# Tempted to cheat on cheating husband!



## PainPainPain (Aug 9, 2009)

Ok so I recently found my husband cheating on me. Don't think he cares about my healing process though he claims he does. We and his parents live in same house. We have a 21 month old daughter. I feel incredibly suffocated cuz I have been treated like their damn maid the past 3 years. I'm their damn punching bag. Have never felt love the past 3 years and I have no one in this city. We moved here 1 year ago. I have no friends here, no acquaintances, just all by myself.
So because I don't feel love from him, even now, and feel so lost, I am incredibly tempted to look for someone just to go and have sex with. My husband and I have even gone 11 months without sex. I'm in my prime and don't feel it's fair. He has too many internal issues causing him to behave this way, but I don't feel I should care since he's never cared for me.
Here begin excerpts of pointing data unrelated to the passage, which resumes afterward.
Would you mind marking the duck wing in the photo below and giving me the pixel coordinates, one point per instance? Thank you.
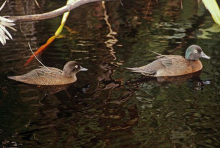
(40, 76)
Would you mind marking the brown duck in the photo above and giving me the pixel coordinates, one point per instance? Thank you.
(174, 65)
(51, 75)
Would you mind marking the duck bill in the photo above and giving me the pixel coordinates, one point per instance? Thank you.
(204, 55)
(83, 69)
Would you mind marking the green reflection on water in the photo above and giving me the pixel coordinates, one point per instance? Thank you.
(110, 106)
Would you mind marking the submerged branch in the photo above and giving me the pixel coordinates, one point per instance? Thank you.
(52, 14)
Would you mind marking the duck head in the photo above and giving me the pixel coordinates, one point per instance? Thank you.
(71, 68)
(194, 52)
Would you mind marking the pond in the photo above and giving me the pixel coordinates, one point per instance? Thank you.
(109, 106)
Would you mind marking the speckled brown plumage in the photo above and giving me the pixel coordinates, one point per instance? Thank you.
(174, 65)
(53, 76)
Anyways, what should I do??? I need sex!


----------



## NothingMan (Jul 16, 2009)

Get a divorce before you go looking for a hookup. Dont cheapen yourself in that way. 





John


----------



## Atholk (Jul 25, 2009)

Based on what I've read in your other posts...
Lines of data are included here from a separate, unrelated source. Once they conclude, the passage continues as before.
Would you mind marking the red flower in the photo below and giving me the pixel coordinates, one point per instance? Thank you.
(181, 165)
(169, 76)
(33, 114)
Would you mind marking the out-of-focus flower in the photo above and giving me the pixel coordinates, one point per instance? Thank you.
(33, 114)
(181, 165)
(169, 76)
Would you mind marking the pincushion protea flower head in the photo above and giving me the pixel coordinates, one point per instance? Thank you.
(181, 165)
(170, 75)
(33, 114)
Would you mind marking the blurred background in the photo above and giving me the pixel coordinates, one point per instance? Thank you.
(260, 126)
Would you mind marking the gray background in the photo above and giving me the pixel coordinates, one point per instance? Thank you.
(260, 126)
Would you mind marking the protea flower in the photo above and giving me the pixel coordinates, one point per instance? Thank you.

Big vibrator for now. Start planning the exit strategy. If a man isn't trying to screw you for 11 months, it's well over.


----------



## PainPainPain (Aug 9, 2009)

LOL Atholk, vibrator isn't good enough for me. I am wanting a divorce but alittle too complicated for simplicity of divorcing before I get some. We did have sex since I've found out about the infidelity, but as of recent developments, I'm tired of caring and have no feelings for him. Exit strategy planning in process!  Just won't be for another 6/7 months atleast!


----------



## Atholk (Jul 25, 2009)

Well the issue here is that you're currently "all messed up" the situation you're in. You're likely to just attract another man with a similar "all messed up" emotional state if you go looking right now.
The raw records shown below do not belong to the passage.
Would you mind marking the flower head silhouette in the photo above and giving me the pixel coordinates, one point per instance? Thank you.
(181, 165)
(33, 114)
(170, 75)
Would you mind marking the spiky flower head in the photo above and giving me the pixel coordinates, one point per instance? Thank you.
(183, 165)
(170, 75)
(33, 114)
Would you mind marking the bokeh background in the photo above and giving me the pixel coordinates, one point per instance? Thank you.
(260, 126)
The first step is to get yourself out of that home and get yourself on a solid footing.

So yeah... a vibrator for now. A BIG one.


----------



## preso (May 1, 2009)

that cheating on the cheater has a name... its called

grudge fckin'


my suggestion, dont do it, two wrongs dont make a right.


----------



## Enough_Is_Enough (Aug 10, 2009)

I would suggest you have one last conversation with your husband and if that doesn't work, then if I were you, I'd be planning my escape...


----------



## preso (May 1, 2009)

Infidelity is a deal breaker, I'd be planning an escape too.


----------



## hitched4ever (Aug 3, 2009)

While I totally sympathize with your need for affection and sex, revenge cheating or stepping out just to get laid is a stupid idea. It will only make things worse. 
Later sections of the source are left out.